Insights

Have You Revisited Your IAM Roadmap and Strategy Lately?

August 24, 2020

Imagine you’re going on a roadtrip: chances are you’ll be using some kind of map or GPS to get there. Even when you know your destination — but especially if you’re going somewhere you’ve never been before — you’ll want to rely on directional data to get you where you need to go: tell you the fastest route, help you avoid toll roads, and ensure you take the right exits. 

Now imagine you’re taking a similar approach to navigating identity and access management (IAM). Even organizations that create a roadmap and strategy often fail to revisit these plans down the road, to check whether they’re headed in the right direction. The result is that you become vulnerable to losing your way. 

roadmaps help you navigate when the road ahead is uncertain

When you can’t see around corners and the landscape is always changing, there’s a simple way to keep your IAM program on-track, reduce risk, and integrate new information: make it a point to periodically revisit your roadmap and strategy. 

Integral Partners stays aware of what’s changed in the IAM landscape — the new roads, shortcuts, and signposts — so that you don’t have to. Because IAM is our speciality, we know how to update your plan with the right information to keep you on the fastest, safest route. Here’s how we help our clients do it. 

Integral Partners treats roadmap and strategy check-ins as a kind of mini advisory project. This ensures that we’re giving your plans the thorough, comprehensive evaluation they deserve, and helps us best serve you by reviewing your plans with your updated goals, status, and input. 

We’ll look closely at your organization’s current state (process, challenges, and drivers), and how you performed against your plans over the last few years. We’ll review what’s changed in available technology and consider the latest solutions, and map that against your ideal state (business objectives, budget, and industry trends). Then we’ll revise and update your roadmap to address the deltas and changes. Your original strategy may still be appropriate, in which case we’ll include guidance for how to get back on track; or, we might make new strategy recommendations if your technology or business environment has significantly changed. 

If you’re due to revisit your roadmap and strategy, here are some important questions to ask. 

  • Are you tracking to your current roadmap? If not, why? Knowing this helps us understand your current status — where you are now — as well as the twists and turns you took to get here. With a better understanding of your past organizational behavior, we can help you better plan for the future.
  • Are you implementing the fundamentals? Have you taken your roadmap’s recommended actions, in the right order, or have you gone rogue? For example, if you’re deploying tools but skipping policy, you may be setting yourself up for trouble down the road instead of building towards long-term success.
  • Was the advice you were given appropriate, considering where you are now? When you developed your roadmap and strategy, you made decisions based on your situation and the technology and tools available at the time.

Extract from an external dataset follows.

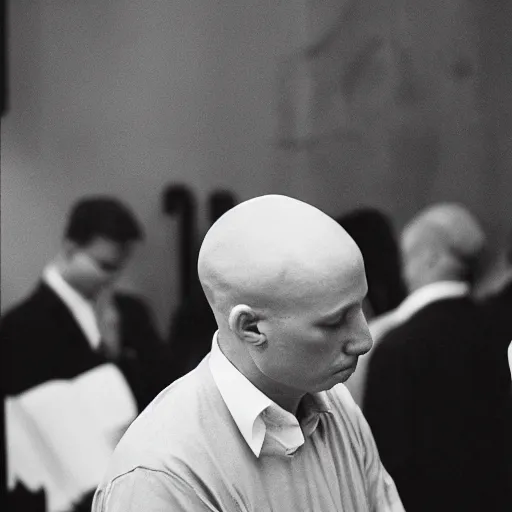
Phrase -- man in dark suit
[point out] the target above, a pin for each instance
(431, 398)
(74, 322)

Those decisions might still apply today, or they may no longer be appropriate. 
  • Has your business strategy changed? Your business strategy guides your IAM strategy, so if it’s undergone significant changes we’ll want to make sure your approach to identity is tracking to your new direction. Maybe you’re targeting new market sectors, or a merger or acquisition has changed your use cases, for example.
  • What new features and trends are impacting your roadmap? Whether you’re implementing a cloud-first strategy, want to integrate AI, or need to accommodate a larger WFH workforce, your roadmap’s milestones and priorities may need to shift accordingly.
  • Has your leadership changed? New leadership is a common driver for starting, suspending, or re-evaluating IAM strategy. If you’ve undergone a leadership change it’s relevant to ask whether your existing roadmap is still appropriate, given potential changes in focus.
  • Do you have buy-in? The roadmap represents your technology environment implemented by your people on your cadence, and the strategy represents the “why” that drives it. One of the most important things we do in our advisory engagements is sit down with the client’s IT group and review the strategy and roadmap: their buy-in is what makes executing on strategy possible. 

how to know when you’re due for a true-up

Companies that think of IAM as a software project with deployment as the destination might never have created a roadmap and a strategy, while others create these plans but then never look at them again. We get it; IT staff are busy keeping the lights on, leaders are heads-down running the business, and your roadmap and strategy can quickly become an afterthought. But if you don’t pick up your head and look around every once in a while, how do you know if you’re going in the right direction?

The cadence at which you should revisit your roadmap and strategy will depend on how you think you’re doing, but we believe the sweet spot is about every two years. So, are you on-target or behind with your current roadmap? Have you had a strategy assessment in the last few years? Are you deploying the recommended tools, and are they effective? If you don’t know the answers, it’s probably time for an update.